Illinois University Acquires John Marshall School of Law

By William Vogeler, Esq. on July 25, 2018 | Last updated on March 21, 2019

When the University of Illinois takes over John Marshall School of Law, it will become Chicago's first public law school.

The new law school will be open for business by fall 2019, and it is good news for just about everybody. Students will pay less for their education. The campus will not move.

It looks so seamless, the only outward change will be the name on the buildings: UIC John Marshall Law School. Oh, there is the matter of accreditation.

Accreditation and Acclaim

John Marshall is an accredited law school, but the new school will have to be approved. Administrators expect that to happen in time for the class of 2019.

About 1,100 students are currently enrolled at the private, non-profit school. It expects to add another 280 this coming fall.

School and public officials can't wait.
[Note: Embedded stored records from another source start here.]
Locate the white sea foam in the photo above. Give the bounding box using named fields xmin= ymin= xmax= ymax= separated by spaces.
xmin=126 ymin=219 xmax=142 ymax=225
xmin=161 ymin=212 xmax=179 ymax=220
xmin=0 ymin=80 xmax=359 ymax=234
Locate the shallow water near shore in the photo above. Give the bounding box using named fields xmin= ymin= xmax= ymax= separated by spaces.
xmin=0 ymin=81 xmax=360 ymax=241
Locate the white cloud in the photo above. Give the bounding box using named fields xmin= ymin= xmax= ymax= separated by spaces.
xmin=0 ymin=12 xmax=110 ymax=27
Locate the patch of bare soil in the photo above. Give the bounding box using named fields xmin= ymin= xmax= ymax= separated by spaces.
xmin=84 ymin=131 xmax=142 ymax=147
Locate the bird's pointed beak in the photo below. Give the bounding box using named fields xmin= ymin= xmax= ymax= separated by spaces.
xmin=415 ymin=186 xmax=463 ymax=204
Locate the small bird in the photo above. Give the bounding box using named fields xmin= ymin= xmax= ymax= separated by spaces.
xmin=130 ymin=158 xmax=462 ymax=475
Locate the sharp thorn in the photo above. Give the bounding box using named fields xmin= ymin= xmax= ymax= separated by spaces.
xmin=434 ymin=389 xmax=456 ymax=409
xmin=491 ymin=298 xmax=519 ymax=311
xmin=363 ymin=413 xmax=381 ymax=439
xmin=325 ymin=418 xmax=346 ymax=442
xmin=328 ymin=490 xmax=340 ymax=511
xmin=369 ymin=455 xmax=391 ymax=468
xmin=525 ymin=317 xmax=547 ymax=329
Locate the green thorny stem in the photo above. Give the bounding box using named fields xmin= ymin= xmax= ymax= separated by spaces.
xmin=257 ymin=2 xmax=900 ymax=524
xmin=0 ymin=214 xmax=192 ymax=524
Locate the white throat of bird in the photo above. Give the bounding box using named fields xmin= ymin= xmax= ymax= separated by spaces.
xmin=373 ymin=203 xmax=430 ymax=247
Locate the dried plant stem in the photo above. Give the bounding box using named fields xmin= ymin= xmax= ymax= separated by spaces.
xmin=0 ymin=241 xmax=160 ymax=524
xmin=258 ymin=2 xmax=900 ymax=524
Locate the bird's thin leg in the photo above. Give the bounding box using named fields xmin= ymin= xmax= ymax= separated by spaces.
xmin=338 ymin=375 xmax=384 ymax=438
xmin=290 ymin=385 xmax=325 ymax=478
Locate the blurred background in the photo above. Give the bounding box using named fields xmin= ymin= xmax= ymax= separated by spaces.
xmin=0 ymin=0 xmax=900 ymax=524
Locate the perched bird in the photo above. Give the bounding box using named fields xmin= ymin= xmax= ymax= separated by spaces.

Chicago is the largest city in the United States without a public law school.

"When you combine the strengths of the John Marshall Law School and UIC, one plus one is much greater than two," said Mayor Rahm Emanuel. "The merger of these two bright lights on Chicago's scholastic landscape will strengthen education and career opportunities for generations of Chicago students, and strengthen our city's reputation for world-class academic excellence."

Services and Salvation

UIC law students will receive have access to university health care services, recreation facilities, athletic programs, and residence halls. UIC students in other disciplines will be able to take law courses at John Marshall.
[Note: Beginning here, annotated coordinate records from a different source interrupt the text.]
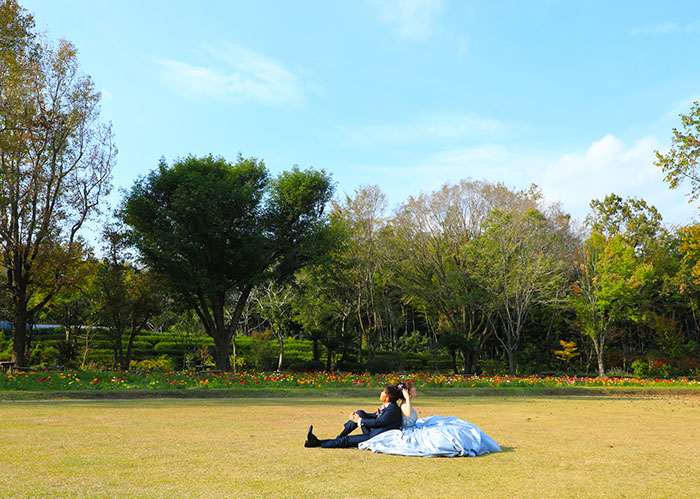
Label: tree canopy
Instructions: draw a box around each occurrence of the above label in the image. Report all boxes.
[122,155,333,369]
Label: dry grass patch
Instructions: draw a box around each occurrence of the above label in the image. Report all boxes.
[0,396,700,498]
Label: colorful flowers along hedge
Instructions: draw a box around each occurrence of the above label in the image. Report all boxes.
[0,371,700,391]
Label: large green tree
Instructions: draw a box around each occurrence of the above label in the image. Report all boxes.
[122,155,333,370]
[571,232,653,378]
[0,0,116,365]
[93,226,164,370]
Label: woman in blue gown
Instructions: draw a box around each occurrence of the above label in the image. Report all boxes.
[359,383,501,457]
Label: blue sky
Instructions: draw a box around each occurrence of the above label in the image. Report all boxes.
[20,0,700,224]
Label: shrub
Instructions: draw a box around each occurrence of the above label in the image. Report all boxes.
[630,359,649,378]
[478,359,508,376]
[289,360,326,372]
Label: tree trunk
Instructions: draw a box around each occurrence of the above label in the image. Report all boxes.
[593,336,608,378]
[312,338,321,361]
[231,333,238,374]
[275,334,284,372]
[12,300,27,367]
[326,348,333,371]
[122,329,138,371]
[213,331,231,371]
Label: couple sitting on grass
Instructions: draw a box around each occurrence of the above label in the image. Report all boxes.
[304,382,501,457]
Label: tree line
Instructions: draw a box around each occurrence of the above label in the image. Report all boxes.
[0,0,700,377]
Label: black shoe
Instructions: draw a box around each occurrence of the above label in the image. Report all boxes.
[304,425,321,447]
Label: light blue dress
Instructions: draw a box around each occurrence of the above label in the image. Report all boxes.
[359,409,501,457]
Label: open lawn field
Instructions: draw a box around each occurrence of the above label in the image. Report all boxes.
[0,391,700,499]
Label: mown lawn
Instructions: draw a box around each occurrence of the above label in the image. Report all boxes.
[0,391,700,498]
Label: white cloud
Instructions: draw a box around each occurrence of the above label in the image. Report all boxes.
[371,0,442,41]
[156,44,304,106]
[342,115,508,146]
[536,135,666,218]
[346,135,698,224]
[632,22,700,36]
It's an entirely new atmosphere for the law school, especially since it had been struggling in recent years. Enrollment and faculty had fallen by more than a third, and it was running at a deficit.

Dean Darby Dickerson, who has guided the law school through the transition, said they will add faculty, and students will pay less for tuition. Going public should help with enrollment and the school's commitment to access, she said.

"This was not something we had to fight for, everyone understood it's part of our history and our mission," she told the ABA Journal. "That's why this is such a good fit."